Дорога с каждым новым километром становится все хуже и хуже. Часа через два пути мы упираемся в хвост пробки и едем в час, дай бог, если километров сорок. Мир все сильнее хмурится. А у меня начинает ныть низ живота. То, что еще на кладбище ощущалось как редкие и достаточно легкие спазмы, начинает не на шутку пугать. Не желая нервировать еще и Мира, делаю вид, что сплю. Минут через двадцать пробка постепенно рассасывается. И хоть погода не становится лучше, едем мы все же быстрее.

– Вика, что? – в какой-то момент рявкает Мир.

– М-м-м?

– Если хочешь в туалет – так и скажи. Нет же, сидишь, ерзаешь.

– Дело не в этом.

– А в чем?

– Живот тянет.

– Сильно? – косится на меня Мир.

– Прилично. Да…

– Так и знал, что ты допрыгаешься!

Меня окатывает волной жгучей обиды. Что значит «допрыгаешься»? Что я такого делала, интересно? Или, по его мнению, мне не нужно было ехать к родному отцу на похороны? А может, я должна была бросить его в больнице?

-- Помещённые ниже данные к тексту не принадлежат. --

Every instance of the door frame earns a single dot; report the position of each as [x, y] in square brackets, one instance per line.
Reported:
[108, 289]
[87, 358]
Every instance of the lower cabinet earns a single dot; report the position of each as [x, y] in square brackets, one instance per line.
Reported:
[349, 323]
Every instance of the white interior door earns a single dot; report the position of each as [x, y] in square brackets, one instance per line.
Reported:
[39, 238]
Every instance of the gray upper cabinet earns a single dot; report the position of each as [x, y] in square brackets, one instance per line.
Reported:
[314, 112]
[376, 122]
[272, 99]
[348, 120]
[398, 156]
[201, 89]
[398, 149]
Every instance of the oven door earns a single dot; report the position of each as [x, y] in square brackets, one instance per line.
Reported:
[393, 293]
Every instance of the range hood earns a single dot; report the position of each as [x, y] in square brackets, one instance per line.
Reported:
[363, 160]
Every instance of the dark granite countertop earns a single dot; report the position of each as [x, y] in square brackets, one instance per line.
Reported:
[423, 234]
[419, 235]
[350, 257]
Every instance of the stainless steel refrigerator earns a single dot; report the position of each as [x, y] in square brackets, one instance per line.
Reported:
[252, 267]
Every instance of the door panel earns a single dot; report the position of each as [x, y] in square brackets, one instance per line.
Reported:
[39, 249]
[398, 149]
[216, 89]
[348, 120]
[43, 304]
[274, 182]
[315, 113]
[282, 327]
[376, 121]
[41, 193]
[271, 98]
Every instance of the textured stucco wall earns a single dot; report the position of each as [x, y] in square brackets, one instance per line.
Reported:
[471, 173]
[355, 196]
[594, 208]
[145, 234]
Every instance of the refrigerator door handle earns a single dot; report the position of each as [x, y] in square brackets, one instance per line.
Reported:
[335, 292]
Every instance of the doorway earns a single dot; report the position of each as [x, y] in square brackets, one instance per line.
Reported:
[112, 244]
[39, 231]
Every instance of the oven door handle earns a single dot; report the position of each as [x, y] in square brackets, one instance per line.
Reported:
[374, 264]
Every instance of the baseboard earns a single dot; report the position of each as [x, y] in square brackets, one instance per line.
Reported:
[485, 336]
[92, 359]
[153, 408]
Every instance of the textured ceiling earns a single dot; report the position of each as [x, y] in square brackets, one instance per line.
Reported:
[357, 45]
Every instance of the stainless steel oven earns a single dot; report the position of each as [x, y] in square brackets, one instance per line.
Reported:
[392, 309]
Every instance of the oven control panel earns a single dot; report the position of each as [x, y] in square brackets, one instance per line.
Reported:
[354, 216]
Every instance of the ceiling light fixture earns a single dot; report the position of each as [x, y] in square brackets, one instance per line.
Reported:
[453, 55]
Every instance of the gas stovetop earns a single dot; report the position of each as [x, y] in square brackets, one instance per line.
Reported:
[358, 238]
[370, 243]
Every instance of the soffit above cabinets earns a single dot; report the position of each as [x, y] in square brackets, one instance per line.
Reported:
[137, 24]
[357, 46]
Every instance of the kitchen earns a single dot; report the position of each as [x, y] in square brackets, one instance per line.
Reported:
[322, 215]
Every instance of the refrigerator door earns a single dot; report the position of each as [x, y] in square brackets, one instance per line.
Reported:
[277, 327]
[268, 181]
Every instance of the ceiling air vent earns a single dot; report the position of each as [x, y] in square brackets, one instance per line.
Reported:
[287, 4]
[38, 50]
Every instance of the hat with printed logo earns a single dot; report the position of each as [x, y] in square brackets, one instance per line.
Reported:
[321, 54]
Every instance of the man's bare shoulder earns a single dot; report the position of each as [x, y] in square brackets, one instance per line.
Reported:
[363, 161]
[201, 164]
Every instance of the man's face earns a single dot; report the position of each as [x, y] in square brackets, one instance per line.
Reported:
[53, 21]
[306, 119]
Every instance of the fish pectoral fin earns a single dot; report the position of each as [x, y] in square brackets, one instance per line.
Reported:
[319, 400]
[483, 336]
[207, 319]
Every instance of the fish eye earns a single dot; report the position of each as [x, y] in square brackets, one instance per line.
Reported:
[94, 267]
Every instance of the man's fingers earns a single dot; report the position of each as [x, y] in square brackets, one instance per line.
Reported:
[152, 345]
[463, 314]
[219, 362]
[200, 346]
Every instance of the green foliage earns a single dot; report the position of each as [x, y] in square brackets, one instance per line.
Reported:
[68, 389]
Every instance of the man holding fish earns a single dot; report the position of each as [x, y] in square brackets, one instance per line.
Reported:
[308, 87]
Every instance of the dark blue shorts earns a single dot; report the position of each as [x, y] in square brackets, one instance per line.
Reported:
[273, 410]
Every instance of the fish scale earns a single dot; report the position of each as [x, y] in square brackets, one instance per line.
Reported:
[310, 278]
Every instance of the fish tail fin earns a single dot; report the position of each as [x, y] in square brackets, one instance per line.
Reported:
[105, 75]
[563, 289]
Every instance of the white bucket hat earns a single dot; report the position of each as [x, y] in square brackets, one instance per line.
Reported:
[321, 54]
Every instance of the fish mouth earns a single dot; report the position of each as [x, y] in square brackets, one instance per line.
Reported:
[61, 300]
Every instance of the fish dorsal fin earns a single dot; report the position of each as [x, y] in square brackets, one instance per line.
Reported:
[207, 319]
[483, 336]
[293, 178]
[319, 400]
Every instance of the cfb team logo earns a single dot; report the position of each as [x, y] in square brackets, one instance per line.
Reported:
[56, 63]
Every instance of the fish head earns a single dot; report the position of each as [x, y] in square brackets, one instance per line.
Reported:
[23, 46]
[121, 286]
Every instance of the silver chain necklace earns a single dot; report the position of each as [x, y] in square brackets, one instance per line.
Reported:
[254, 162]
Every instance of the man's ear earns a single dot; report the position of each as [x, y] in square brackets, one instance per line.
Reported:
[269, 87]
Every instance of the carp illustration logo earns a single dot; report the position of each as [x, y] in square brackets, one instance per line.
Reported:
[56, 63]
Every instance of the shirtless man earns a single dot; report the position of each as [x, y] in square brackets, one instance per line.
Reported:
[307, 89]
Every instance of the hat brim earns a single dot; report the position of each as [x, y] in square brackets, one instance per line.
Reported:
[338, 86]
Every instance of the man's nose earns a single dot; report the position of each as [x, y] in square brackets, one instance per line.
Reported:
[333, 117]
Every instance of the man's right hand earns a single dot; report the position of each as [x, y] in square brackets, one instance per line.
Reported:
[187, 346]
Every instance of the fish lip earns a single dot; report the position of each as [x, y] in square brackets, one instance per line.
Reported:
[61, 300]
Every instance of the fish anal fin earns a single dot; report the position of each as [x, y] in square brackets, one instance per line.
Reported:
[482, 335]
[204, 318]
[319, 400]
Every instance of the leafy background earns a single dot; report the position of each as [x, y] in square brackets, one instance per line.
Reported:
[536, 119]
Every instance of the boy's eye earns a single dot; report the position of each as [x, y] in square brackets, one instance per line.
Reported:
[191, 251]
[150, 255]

Чтобы не сказать в ответ того, о чем потом пожалею, стискиваю посильнее зубы и отворачиваюсь к окну. В салоне достаточно тепло, но меня все равно начинает знобить. Страх – он такой… зябкий.

– Вик, не молчи.

– Не знаю, что ты хочешь услышать.

– Как ты себя чувствуешь?

Мир машинально тянется к бардачку за сигаретами, но вспомнив о вреде пассивного курения, чертыхаясь, отбрасывает пачку. А я… Я, кажется, знаю, почему он распсиховался. Больше всего в этой жизни Мир ненавидит ситуации, заставляющие его чувствовать собственную беспомощность.

– Спазмы не стихают. Думаю, будет лучше, если ты отвезешь меня в больницу.

Отрывисто кивнув, Мир притапливает. А еще минут через пять, не выдержав, набирает по громкой моего лечащего врача. Я к этому моменту впадаю в такую дикую панику, что едва ворочаю языком, когда та успокаивающим голосом просит меня описать свои жалобы. К ерзанью добавляется бесконечное мельтешение рук. Я то запястье растираю, то кресло мну, то зарываюсь пальцами в волосы, дергая их так, что на глазах выступают слезы.